On the one occasion I saw him, he did indeed come across as a very nice man. As his photograph suggests, he was wry, ironic, witty, with a fine sense of the ridiculous.

Mick

In reply to UKC/UKH Articles:

I was three chapters in before I realised it was fiction 😊

 Myfyr Tomos 14 Sep 2021
In reply to UKC/UKH Articles:

A classic, which I often return to. It is always as funny and ridiculous as it was the first time. Wonderful. 

 ganthercage 14 Sep 2021
In reply to UKC/UKH Articles:

he is 98 years of age ?? 

 Doug 14 Sep 2021
In reply to UKC/UKH Articles:

trivial point but he was a member of the Royal Society of Edinburgh rather than a Royal Academy of Edinburgh (don't think the 2nd exists but may be wrong).

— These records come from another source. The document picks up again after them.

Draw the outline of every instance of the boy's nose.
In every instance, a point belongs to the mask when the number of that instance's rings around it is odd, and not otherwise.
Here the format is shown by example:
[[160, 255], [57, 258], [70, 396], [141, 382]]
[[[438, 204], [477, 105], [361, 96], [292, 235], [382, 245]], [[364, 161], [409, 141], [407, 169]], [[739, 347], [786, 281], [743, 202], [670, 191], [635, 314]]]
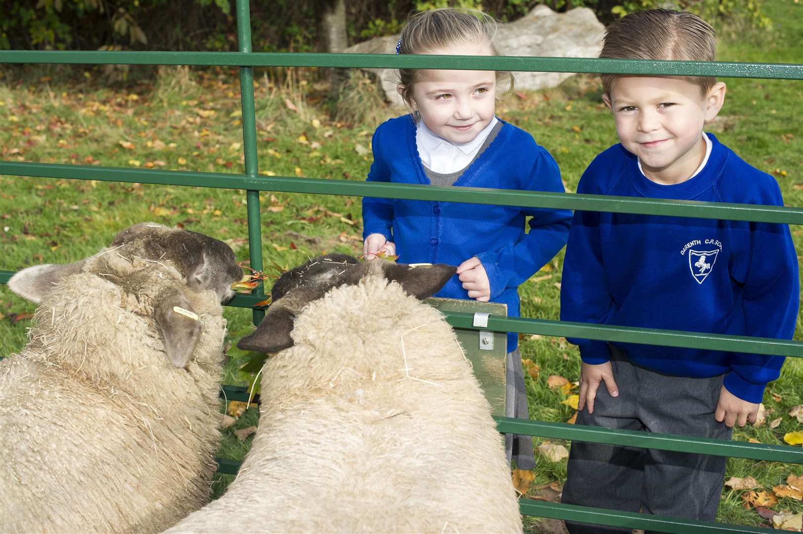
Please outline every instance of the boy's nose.
[[660, 128], [661, 123], [658, 120], [657, 113], [650, 111], [641, 111], [638, 113], [638, 122], [636, 127], [639, 132], [652, 132]]

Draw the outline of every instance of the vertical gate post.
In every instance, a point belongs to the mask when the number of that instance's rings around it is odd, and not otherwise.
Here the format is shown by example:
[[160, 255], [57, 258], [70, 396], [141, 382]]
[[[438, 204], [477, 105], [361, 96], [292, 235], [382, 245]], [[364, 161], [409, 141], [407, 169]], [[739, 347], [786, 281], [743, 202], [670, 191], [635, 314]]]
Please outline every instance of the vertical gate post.
[[[241, 52], [251, 51], [251, 8], [248, 0], [237, 0], [237, 40]], [[240, 67], [240, 105], [243, 111], [243, 148], [245, 151], [246, 174], [258, 176], [256, 151], [256, 112], [254, 106], [254, 68]], [[251, 267], [262, 271], [262, 223], [259, 217], [259, 192], [247, 190], [248, 214], [248, 253]], [[263, 286], [251, 291], [263, 296]], [[265, 317], [263, 310], [254, 310], [254, 324], [259, 325]]]

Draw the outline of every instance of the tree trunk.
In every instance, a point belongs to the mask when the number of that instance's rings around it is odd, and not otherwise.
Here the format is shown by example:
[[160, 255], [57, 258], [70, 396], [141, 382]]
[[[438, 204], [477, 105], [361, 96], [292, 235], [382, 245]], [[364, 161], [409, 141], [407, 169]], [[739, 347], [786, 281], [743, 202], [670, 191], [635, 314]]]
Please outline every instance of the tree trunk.
[[[327, 52], [342, 52], [349, 46], [346, 36], [346, 2], [345, 0], [323, 0], [320, 2], [320, 36], [323, 38], [324, 49]], [[336, 95], [337, 88], [343, 81], [343, 70], [326, 68], [321, 71], [321, 78], [328, 79], [332, 84], [332, 95]]]

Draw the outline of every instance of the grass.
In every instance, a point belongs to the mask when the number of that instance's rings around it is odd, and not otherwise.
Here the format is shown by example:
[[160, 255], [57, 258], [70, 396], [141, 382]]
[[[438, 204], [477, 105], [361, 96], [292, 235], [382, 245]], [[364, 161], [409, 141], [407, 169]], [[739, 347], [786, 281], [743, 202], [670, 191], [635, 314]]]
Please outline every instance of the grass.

I used to look forward to them appearing in SMC journal year by year before they were published as a collection but wonder if today's younger climbers still find them as entertaining ?

In reply to UKC/UKH Articles:

This might include a spoiler.

Does this include the one about collecting limpets to use as footholds?

In reply to Rog Wilko:

Yep. A classic.

Both The Ridiculous Mountains and Nothing So Simple as Climbing are easily, to my mind, funnier than The Ascent of Rum Doodle. 

The wordplay Dutton uses is second to none and and so much of what he writes about will be instantly recognisable to climbers and walkers of today.